Wie hat sich Vikapu Bomba seither entwickelt?
Was als kleine, lokale Entwicklungsinitiative begann, ist heute ein erfolgreiches soziales Startup-Unternehmen. Wir arbeiten zusammen mit über 60 Flechterinnen und unsere handgeflochtenen Tragetaschen, Korbsets und Wäschekörbe werden in über 35 Boutique- und Fair Trade-Läden bis nach Tokio verkauft. Aufgrund der steigenden Nachfrage und Produktion haben wir mittlerweile eine ‚Capacity Building’-Koordinatorin angestellt, welche neue Flechterinnen ausbildet, sowie eine Koordinatorin in der Qualitätskontrolle.
Wir sind aber immer noch stark im ‚Startup Modus’. Das heisst, dass wir letztlich immer noch alles selber machen: Suchmaschinen optimieren und Websites bauen, Videos drehen und zusammenschneiden bis hin zur Verpackung und Lieferung von Bestellungen – oft lange im Strassenverkehr und in mühsamen Verhandlungen mit lokalen Hafenbeamten. Das ist harte Arbeit und kostet Nerven. Man lernt aber auch unglaublich viel Neues dazu!
«Was als kleine, lokale Entwicklungsinitiative begann, ist heute ein erfolgreiches soziales Startup-Unternehmen.»

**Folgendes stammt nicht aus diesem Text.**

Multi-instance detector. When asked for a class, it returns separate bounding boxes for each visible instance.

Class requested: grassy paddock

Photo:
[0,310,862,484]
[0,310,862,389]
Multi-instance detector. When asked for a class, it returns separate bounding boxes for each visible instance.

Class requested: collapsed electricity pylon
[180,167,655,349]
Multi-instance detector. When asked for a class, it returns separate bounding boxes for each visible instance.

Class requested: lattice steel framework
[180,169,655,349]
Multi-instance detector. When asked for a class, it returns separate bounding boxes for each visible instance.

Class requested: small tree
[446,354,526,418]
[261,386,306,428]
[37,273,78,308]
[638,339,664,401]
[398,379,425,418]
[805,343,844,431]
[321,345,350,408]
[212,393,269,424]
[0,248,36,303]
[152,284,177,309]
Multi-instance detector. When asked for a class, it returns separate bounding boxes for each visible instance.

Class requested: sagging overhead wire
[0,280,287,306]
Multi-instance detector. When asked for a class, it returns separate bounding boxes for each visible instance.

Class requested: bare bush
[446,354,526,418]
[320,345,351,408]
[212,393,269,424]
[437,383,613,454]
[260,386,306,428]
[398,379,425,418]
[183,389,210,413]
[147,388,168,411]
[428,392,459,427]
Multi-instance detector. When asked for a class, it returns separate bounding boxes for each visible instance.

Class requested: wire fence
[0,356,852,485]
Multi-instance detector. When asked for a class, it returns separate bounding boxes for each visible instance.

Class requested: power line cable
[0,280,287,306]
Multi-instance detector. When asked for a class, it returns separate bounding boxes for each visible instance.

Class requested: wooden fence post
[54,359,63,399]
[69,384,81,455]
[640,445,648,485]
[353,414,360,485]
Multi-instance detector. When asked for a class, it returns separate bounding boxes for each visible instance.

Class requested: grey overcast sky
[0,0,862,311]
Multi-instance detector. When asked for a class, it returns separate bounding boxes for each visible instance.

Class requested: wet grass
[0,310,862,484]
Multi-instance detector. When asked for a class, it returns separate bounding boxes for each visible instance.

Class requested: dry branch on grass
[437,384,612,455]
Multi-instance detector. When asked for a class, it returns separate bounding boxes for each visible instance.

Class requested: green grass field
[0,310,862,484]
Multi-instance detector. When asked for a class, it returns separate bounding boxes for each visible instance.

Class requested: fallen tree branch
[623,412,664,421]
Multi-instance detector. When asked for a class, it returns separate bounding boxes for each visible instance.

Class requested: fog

Ueli Litscher, Co-Foundes Vikapu Bomba
Sie produzieren in einer traditionellen Korbflechterregion. Aus welchen Materialien sind die Produkte gefertigt?
Alle unsere Produkte sind handgeflochten aus einem lokalen Schilfgrass namens ‚Milulu’. Dieses wächst entlang von Flüssen im südlichen Hochland Tansanias. Nach der Ernte wird das Gras für einen Tag lang getrocknet, bevor es zum Flechten gebündelt wird.
Was zeichnet die Produkte aus?
Als soziales Unternehmen ist unser wichtigstes Ziel, dass unsere Produzentinnen mit ihren Produkten nachhaltig ihre Lebensverhältnisse und die ihrer Familien verbessern können. Wir zahlen unseren Flechterinnen deshalb äusserst faire Preise. Einzigartig an Vikapu Bomba ist, dass wir alle unsere ‚Mamas’ persönlich kennen. Um auch unseren Kunden einen Einblick in das Leben der Frauen zu ermöglichen, ist jedes unserer Produkte versehen mit einem persönlichen Etikett der individuellen Produzentin. So wollen wir die grosse Distanz zwischen Konsument/innen und Produzentinnen überbrücken.
Wie Sie erwähnt haben, beschäftigen Sie derzeit über 60 Flechterinnen. Sind diese bei Ihnen angestellt oder funktionieren sie autonom und beliefern Vikapu Bomba mit ihren Produkten?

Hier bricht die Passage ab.